芋は「じゃがいも」や「里芋」など種類がありますが、中でも「さつまいも」は多くのミネラルを要します。火砕流であるシラスには大量のミネラルが含まれており、良質の「さつまいも」を育てることができるのです。

芋焼酎に使われる鹿児島のさつまいも
芋焼酎に使われる県内で収穫されたさつまいも

お酒は、古来から私たちにとって生活の疲れを癒す存在であり、楽しみでした。そんなワケで鹿児島県のみなさんは「さつまいも」を原料にしたお酒、つまり、芋焼酎を楽しまれたのです。

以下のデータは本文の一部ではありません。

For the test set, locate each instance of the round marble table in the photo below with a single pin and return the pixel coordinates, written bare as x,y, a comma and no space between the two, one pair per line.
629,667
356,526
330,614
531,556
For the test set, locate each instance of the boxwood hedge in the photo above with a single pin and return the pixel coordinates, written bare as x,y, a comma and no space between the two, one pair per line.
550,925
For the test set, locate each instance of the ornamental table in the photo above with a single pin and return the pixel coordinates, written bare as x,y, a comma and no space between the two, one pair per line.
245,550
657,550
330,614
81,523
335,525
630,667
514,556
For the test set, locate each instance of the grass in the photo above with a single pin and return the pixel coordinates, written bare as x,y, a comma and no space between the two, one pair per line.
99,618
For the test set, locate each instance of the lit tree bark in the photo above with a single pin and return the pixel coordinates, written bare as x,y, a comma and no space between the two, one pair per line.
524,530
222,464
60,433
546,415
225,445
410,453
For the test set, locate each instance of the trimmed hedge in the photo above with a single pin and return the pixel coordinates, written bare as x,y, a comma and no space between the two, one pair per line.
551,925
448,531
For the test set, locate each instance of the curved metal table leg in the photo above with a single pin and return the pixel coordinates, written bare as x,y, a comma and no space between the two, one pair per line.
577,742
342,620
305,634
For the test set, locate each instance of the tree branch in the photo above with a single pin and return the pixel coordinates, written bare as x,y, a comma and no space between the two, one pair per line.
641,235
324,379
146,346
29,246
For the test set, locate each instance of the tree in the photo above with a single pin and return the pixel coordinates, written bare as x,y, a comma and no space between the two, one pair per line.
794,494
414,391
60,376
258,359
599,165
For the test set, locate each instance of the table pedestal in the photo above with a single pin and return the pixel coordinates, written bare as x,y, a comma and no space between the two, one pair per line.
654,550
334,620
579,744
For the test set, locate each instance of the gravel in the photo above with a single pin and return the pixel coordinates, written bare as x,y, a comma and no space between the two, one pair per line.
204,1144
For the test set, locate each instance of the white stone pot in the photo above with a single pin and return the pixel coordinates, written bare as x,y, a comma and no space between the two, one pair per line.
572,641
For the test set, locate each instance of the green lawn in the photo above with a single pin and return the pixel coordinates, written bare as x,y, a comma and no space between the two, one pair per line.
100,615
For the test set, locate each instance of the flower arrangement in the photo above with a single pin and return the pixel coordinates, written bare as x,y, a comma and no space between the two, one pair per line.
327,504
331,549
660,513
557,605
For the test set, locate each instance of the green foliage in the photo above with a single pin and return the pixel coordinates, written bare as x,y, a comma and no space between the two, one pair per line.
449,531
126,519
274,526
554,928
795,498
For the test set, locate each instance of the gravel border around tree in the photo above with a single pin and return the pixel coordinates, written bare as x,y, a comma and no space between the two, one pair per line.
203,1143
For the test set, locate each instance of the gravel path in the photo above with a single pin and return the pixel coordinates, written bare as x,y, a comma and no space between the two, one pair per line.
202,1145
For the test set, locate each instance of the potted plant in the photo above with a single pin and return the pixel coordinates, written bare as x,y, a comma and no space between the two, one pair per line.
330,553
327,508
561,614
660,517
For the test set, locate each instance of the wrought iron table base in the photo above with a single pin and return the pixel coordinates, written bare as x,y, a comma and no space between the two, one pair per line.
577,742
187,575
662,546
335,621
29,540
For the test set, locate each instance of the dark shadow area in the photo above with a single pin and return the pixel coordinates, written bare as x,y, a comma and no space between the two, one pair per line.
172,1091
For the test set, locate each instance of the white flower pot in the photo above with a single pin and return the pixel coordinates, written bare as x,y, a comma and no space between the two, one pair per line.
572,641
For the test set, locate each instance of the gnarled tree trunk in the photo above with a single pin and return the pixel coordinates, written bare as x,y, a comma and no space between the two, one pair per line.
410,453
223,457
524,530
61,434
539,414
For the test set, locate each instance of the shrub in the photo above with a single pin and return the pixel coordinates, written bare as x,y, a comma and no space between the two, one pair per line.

ちなみに、私が鹿児島で最初に感じた違和感は建物の多くに石が使われていたことでした。古いものには、びっしりと苔がついていました。よく見るとそれは水分を吸収しやすい溶岩石だったのです。そのことから、この地は、火砕流がふんだんにあると思ったのです。

鹿児島県に行かれたら、大地を構成している「土」をみて、ああ、この土がおいしい「さつまいも」を育てるのだな、とイメージし「芋焼酎」をお楽しみいただいてはいかがでしょうか。